Noche Buena
How many spans of my sperm already dropped on my
homeland? Do you have to trudge? Was Christmas
beautiful? I’m worried about your boots, are they
warm enough? I have ones Echeverría wore. While
skiing, please, don’t hem too much. Fresh snow
is the most tender and don’t forget in the crystals
there are still the necks of my little ones, alive. Did you
go to midnight mass? Did you hear my jingle?
I saw the black bird bashing around a vault. Carriages
waiting outside. Here the Pacific had hugely foamed and
the whole country got covered by red flowers growing
for the Holy Night. I cried in the churches,
Christ cries no more. Heads of saints fell off and
smashed the glassy cages. My voice smashed them.
*
The Marmalade
And he wished for more marmalade than
he used to get in school. Gypsies practised their
music. The schoolteacher threw blankets on them,
scolded them and called them torremolinos.
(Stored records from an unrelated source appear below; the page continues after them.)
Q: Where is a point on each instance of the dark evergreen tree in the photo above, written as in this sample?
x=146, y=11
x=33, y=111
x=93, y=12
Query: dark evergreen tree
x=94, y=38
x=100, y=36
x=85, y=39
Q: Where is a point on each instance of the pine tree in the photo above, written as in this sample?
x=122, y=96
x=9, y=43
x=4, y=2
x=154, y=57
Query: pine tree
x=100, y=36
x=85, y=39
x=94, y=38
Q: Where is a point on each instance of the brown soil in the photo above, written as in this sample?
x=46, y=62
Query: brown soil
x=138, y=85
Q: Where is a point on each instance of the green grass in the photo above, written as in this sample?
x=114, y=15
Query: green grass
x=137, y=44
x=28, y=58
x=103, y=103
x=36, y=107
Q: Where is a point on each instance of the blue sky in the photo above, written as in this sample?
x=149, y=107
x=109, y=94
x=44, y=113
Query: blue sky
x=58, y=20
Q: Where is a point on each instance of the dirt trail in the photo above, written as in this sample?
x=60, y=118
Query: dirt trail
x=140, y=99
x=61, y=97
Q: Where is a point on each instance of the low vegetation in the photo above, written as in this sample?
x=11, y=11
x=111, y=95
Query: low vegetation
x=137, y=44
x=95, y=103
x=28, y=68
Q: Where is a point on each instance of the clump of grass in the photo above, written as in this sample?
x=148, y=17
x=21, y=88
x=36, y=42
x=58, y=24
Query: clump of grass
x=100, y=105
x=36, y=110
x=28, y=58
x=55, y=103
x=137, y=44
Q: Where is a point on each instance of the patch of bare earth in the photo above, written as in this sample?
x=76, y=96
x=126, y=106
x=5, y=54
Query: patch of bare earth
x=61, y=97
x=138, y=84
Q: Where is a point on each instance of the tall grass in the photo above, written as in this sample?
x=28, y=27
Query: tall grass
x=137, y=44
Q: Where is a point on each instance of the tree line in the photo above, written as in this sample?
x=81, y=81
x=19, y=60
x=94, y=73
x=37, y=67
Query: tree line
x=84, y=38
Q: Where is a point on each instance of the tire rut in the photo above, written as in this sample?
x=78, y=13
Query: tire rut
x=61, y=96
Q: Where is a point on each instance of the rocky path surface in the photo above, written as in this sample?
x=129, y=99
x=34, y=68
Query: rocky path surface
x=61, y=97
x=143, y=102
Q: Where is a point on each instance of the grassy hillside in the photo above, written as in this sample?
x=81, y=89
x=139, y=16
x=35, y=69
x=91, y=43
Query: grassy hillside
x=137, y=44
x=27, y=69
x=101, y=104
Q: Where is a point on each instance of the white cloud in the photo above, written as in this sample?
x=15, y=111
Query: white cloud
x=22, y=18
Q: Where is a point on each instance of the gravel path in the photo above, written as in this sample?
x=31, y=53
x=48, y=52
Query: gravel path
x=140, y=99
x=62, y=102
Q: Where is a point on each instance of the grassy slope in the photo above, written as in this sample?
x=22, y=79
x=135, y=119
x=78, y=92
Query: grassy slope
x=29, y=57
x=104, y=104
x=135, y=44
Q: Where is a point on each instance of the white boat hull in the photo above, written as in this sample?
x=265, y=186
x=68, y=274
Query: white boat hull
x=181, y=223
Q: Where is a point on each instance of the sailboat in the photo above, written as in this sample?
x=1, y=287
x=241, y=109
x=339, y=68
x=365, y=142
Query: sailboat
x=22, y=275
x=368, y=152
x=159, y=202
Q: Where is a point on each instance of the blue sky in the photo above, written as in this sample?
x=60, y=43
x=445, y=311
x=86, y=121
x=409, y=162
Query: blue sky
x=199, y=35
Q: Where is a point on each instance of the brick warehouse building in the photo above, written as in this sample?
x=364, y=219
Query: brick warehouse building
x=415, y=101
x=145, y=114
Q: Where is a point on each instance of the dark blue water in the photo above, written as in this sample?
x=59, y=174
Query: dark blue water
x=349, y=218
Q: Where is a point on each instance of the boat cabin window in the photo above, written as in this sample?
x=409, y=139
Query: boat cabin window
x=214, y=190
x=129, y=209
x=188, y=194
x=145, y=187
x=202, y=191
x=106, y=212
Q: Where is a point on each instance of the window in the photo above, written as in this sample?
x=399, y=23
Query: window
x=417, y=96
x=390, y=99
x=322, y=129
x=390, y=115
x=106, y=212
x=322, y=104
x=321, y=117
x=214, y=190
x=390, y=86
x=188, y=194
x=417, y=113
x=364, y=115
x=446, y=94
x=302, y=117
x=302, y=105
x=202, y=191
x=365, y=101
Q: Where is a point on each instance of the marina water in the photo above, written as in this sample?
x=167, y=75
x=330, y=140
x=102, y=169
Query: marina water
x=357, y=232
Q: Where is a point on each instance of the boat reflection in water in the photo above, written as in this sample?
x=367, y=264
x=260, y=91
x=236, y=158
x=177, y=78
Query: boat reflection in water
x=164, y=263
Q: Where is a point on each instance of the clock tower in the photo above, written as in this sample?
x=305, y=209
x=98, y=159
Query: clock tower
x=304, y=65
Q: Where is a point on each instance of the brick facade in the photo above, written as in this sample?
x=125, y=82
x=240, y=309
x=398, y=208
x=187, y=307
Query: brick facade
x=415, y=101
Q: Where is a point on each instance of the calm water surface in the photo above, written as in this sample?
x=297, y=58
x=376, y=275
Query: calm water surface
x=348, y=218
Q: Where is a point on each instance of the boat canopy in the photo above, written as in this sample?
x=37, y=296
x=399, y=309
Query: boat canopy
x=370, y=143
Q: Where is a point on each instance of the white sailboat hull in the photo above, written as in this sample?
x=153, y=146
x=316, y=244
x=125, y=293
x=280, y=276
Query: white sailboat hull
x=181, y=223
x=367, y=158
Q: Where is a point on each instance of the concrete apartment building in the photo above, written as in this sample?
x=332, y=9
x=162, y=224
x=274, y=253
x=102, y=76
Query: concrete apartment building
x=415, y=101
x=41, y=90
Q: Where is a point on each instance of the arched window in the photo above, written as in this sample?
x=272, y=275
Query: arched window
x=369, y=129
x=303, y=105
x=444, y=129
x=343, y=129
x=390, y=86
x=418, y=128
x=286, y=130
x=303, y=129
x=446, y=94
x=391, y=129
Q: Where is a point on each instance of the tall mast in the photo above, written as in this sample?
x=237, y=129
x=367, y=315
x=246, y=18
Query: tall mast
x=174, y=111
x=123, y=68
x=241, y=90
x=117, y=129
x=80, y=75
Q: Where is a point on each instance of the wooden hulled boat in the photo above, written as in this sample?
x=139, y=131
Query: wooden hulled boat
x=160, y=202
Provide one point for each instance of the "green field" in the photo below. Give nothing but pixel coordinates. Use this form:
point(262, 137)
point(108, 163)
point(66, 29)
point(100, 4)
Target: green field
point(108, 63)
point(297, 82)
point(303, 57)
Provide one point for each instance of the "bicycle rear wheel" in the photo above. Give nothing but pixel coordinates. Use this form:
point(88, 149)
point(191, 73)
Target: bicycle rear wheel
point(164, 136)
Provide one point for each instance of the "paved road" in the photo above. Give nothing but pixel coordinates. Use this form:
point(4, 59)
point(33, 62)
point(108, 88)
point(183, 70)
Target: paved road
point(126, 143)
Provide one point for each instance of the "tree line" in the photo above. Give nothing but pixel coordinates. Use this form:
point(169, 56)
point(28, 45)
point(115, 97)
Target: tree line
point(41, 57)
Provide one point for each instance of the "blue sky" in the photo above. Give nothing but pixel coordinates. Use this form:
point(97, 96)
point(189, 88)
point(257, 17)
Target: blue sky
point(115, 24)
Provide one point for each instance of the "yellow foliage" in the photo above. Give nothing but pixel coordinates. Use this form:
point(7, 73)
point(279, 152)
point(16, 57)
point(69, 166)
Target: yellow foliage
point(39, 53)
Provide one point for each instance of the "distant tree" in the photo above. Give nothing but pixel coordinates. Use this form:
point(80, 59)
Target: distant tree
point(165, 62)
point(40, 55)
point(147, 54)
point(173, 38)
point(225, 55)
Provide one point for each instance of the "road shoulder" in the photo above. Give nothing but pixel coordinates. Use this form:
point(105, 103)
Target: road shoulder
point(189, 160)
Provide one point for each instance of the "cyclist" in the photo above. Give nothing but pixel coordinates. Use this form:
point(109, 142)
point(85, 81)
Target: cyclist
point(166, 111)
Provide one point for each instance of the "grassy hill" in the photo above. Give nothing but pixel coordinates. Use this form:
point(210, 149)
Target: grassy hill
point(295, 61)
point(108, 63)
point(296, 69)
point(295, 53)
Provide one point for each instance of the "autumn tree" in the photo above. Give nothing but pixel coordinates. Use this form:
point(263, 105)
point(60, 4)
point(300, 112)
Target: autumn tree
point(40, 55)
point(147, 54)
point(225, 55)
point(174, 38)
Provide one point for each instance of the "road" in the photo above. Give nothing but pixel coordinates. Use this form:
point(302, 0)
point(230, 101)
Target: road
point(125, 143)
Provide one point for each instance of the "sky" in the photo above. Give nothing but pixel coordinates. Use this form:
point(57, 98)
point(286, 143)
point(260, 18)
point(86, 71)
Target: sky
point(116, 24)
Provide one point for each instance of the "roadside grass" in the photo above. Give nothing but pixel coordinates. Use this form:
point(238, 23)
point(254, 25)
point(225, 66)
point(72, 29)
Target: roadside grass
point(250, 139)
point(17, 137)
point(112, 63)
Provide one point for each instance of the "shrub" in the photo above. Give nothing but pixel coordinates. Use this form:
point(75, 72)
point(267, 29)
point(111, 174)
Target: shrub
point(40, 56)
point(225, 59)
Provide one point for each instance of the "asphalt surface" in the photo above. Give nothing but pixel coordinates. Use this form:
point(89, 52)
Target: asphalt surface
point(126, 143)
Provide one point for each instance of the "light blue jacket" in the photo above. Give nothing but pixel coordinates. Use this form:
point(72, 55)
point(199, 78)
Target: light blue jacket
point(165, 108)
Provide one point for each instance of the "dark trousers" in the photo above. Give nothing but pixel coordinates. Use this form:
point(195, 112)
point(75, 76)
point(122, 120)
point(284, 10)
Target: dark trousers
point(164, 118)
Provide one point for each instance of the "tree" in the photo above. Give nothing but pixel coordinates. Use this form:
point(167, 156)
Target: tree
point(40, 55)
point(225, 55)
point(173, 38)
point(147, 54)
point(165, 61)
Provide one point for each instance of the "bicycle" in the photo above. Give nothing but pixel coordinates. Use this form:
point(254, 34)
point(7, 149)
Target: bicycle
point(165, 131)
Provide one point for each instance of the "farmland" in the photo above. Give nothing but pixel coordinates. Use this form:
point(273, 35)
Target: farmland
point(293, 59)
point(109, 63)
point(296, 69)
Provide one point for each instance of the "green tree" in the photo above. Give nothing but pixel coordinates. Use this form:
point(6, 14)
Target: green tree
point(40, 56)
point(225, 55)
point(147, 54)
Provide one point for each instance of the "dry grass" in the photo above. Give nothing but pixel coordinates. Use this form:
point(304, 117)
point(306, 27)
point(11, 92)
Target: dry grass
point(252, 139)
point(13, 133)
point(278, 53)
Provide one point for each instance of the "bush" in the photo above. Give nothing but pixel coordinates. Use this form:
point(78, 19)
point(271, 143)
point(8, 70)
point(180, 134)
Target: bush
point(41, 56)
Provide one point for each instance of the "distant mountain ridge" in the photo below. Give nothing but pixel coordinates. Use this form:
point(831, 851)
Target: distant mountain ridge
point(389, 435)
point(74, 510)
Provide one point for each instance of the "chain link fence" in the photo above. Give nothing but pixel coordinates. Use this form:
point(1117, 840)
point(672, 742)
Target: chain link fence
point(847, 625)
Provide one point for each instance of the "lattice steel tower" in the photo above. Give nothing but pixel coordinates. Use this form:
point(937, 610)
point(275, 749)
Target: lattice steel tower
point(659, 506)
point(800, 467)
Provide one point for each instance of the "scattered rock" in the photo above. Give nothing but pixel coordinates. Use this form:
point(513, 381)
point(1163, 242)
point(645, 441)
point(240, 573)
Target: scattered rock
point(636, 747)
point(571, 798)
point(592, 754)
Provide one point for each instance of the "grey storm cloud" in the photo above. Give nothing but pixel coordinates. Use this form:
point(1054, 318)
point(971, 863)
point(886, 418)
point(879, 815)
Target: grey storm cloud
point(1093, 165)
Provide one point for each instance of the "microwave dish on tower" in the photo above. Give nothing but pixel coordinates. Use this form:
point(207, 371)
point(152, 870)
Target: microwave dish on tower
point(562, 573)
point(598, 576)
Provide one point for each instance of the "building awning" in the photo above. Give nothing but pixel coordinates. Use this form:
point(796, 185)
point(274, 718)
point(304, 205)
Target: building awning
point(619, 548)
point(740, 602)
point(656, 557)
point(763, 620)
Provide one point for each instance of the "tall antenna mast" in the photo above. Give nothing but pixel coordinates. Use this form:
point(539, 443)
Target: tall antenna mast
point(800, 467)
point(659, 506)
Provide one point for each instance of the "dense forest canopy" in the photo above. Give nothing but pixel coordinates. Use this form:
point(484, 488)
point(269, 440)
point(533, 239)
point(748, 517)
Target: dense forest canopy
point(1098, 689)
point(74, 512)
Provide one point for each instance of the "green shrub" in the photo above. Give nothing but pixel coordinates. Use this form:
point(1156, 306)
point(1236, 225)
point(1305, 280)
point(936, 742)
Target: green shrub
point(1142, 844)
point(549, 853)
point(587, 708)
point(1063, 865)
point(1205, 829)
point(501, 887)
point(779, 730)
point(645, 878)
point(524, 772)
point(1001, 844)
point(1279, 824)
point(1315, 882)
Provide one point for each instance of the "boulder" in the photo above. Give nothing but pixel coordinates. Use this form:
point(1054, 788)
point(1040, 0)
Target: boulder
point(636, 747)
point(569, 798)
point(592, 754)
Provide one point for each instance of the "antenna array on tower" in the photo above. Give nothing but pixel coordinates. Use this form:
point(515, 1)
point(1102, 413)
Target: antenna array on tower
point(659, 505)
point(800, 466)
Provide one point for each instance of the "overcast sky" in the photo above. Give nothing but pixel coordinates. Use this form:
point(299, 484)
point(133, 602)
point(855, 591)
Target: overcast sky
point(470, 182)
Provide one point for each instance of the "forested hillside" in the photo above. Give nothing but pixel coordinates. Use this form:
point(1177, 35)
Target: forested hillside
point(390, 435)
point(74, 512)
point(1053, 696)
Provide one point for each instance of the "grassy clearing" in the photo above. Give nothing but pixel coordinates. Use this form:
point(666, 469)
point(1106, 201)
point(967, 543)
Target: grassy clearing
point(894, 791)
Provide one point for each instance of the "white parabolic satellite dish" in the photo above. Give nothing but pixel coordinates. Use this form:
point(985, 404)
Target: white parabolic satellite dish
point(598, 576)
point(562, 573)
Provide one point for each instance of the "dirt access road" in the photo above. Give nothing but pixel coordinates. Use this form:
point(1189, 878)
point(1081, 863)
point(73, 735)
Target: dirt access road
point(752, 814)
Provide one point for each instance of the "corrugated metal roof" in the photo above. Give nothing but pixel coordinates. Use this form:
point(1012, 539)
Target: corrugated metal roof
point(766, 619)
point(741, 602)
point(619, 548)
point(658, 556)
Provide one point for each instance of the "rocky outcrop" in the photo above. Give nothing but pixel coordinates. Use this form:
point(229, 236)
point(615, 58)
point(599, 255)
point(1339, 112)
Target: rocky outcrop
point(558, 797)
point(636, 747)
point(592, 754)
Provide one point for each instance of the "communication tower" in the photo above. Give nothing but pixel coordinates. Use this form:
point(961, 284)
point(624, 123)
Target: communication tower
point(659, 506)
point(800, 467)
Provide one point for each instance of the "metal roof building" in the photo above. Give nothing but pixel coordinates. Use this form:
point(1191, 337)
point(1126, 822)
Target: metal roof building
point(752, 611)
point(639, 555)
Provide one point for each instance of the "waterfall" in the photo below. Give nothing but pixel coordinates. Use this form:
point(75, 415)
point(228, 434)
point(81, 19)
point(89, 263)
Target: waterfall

Gypsies just laughed their sweet laughs, they didn’t
understand this word. There was also a grey
bird on the windowsill. I’ll die soon, said
the boy to the bird. And the bird convoked
the bees and the bees said to the doe: we’ll
prick you if you don’t pass this on and the doe
stepped on the pear, they lay on it as if they
would hatch eggs and the marmalade was ready.
But how to get hold of it? Nobody could solve
this. The marmalade rotted in the field as
the boy stared through the window. He was not
questioned. And when he was asked geography
the next day time was at standstill and he
said: animals, too, are awkward fellows. Next
time, I’ll ask my grandpa. Bang! The big
chunk of California tumbled into the sea.